Esperanza

La estatua que encabeza este artículo fue erigida por Jacques du Broeuq, arquitecto del renacimiento nacido en los Países Bajos. Encarna La Esperanza. Ilustro el texto con esta maravillosa obra de arte porque, dos veces al año, con una regularidad casi matemática, recibo las llamadas de una persona que no me pone contento, sino que provoca que la cabeza casi me estalle de alegría (mezclada con otras emociones menos confesables).

La primera vez que cogí el teléfono, a la hora del resoplón, pensé que era un comercial -tienen esa dichosa manía de romper mis hermosas siestas-, de modo que ya respondí de mala baba; y cuando la voz comenzó a hablarme, en un tono de lo más coloquial, no sabía quién era, así que permanecí, así, agazapado, esperando una pista, un detalle, algo a lo que asirme para saber quién demonios era aquella enigmática persona que me hablaba con tanta confianza. Él mismo se dio cuenta: «No sabes quién soy, ¿eh?». Y se rió. Y fue esa risa, esa maravillosa y descomunal risa que al tipo le salió de las entrañas, la que me dio la clave definitiva de la identidad de mi interlocutor.

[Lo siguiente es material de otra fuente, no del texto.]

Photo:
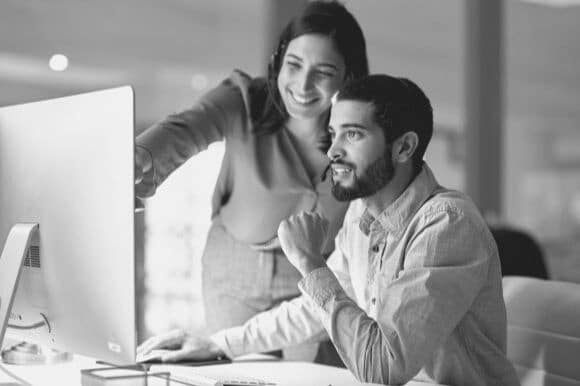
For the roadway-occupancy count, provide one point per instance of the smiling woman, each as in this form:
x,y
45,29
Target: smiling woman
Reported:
x,y
275,144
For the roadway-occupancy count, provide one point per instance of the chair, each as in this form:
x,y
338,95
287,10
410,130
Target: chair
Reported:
x,y
519,253
543,330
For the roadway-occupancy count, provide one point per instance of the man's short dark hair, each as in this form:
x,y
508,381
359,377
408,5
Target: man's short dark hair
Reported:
x,y
400,106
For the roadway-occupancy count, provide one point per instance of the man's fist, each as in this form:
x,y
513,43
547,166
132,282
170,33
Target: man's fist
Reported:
x,y
302,237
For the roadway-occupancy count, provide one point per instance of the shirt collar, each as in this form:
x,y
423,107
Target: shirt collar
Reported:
x,y
396,216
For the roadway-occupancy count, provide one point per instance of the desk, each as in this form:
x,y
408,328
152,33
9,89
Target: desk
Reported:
x,y
283,373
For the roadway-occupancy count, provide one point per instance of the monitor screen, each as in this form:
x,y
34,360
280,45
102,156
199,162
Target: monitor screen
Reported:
x,y
66,164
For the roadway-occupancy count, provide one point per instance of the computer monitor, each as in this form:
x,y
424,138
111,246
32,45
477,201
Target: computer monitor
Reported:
x,y
67,165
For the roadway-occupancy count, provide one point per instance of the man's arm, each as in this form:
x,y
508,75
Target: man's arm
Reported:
x,y
417,311
291,323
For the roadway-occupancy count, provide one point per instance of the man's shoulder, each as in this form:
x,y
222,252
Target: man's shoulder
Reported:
x,y
451,206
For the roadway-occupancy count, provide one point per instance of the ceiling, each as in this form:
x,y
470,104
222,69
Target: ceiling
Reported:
x,y
157,46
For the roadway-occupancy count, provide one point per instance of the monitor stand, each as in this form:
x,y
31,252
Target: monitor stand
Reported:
x,y
11,261
25,353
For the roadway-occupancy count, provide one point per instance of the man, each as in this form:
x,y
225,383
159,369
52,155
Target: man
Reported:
x,y
413,289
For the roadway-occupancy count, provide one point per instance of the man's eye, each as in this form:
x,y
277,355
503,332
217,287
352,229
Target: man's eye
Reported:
x,y
353,135
324,74
293,65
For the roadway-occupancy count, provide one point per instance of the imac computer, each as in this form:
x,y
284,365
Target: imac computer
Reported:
x,y
67,224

El inaudito y magnífico ser humano que me llamaba -pues no es otra cosa, salvo esa-, era un antiguo paciente del que hacía años, ¡pero años! que no sabía nada de él. Un paciente que solicitó mi ayuda tras un accidente de coche en el que quedó definitivamente postrado en una silla de ruedas. Y, además, otra persona muy querida para él murió en el accidente. Un asunto muy feo.

Les juro que yo apenas hice nada para que aquel hombre mejorara su estado de ánimo en un tiempo récord. ¡Lo hizo todo él solito! De hecho, teníamos entre nosotros la broma de que, en realidad, yo iba a su casa -por motivos obvios lo visitaba a su casa todas las semanas- para ayudar a su madre, con la que tuvo que irse a vivir y que, dicho sea de paso, llevaba el asunto bastante peor que el propio damnificado. ¡Era un tipo estupendo! Con un sentido del humor afilado y brutal, desenfadado, un torbellino. Y con esa capacidad para reirse de él mismo que solo poseen las personas de auténtica talla personal.

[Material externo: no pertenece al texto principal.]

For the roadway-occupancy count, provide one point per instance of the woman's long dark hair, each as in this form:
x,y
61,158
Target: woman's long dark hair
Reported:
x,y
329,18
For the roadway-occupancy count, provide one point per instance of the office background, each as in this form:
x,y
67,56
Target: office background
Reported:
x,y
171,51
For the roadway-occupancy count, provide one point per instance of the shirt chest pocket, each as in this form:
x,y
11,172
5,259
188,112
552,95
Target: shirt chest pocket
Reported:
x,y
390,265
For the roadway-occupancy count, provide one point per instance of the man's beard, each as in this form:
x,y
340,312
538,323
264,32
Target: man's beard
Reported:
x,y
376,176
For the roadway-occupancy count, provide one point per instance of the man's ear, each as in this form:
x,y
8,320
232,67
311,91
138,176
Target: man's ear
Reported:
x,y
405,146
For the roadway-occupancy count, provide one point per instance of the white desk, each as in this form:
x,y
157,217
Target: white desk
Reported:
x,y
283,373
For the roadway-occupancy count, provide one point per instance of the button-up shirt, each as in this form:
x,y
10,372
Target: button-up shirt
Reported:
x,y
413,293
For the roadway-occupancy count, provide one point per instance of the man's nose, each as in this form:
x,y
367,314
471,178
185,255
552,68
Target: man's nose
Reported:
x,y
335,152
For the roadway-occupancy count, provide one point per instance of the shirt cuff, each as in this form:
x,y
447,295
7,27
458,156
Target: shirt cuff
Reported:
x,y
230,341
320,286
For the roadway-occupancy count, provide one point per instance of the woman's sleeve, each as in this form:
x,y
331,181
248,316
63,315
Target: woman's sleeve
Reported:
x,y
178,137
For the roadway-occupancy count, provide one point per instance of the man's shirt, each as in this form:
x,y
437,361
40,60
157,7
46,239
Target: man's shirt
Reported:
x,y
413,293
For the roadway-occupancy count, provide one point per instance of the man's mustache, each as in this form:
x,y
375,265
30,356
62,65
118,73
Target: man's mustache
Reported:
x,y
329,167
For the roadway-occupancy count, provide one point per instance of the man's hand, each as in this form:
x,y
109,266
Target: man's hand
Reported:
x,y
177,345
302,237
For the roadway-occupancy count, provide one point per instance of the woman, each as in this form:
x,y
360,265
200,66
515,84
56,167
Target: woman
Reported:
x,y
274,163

Me contó que todo le iba bien en el trabajo. Como es funcionario del Estado, lo convencí para que no pidiera la baja definitiva, para que siguiera trabajando, que solicitara un cambio de destino de ciudad y una reubicación en sus tareas laborales, ya que eso, a largo plazo, redundaría positivamente en su autoestima. Había rehecho su vida con otra mujer. Las bajas definitivas y las paguitas están envenenadas. Háganme caso.

Me contó cosas más íntimas y demás, y cerramos la conversación con la firme promesa de mantener el contacto. Pues bien, todo esto viene a cuento de cómo funciona nuestra memoria. Cómo hay acontecimientos vitales que se quedan fijadas en ella para siempre. Recuerdo que un día fui a visitarlo. Hacía un calor intenso y no sé qué me había pasado, pero llevaba un humor de perros, nunca mejor dicho. Empezamos a hablar, pero yo era incapaz de concentrarme. Me acuerdo que un perro ladraba insistentemente en el ojo patio. ¡Qué pulmones tenía aquel perro! No paraba. Allí estaba. ¡Guau, guau, guau! Llegó un punto que me enervó tanto el puñetero perro que saqué la cabeza por la ventana y grité algo así: «¡Que alguien haga callar a ese perro!».

Y, entones, mi paciente, aquel superhéroe cotidiano, se rió -esa magnífica risa que le salía de las entrañas, exactamente la misma por la que di con quién era cuando me llamó por teléfono- y me dijo algo que nunca se me olvidará. Jamás. «¿Sabes? Cuando te pasa lo que me pasó a mí, el ladrido de un perro deja de afectarte». ¡Qué ser humano! En serio. ¡Qué hombre más excepcional! Si existiera la justicia en este mundo, tendría que haber sido yo el que le pagara a él, y no al revés.

Que pasen un buen día. No permitan que el ladrido de un perro lo arruine.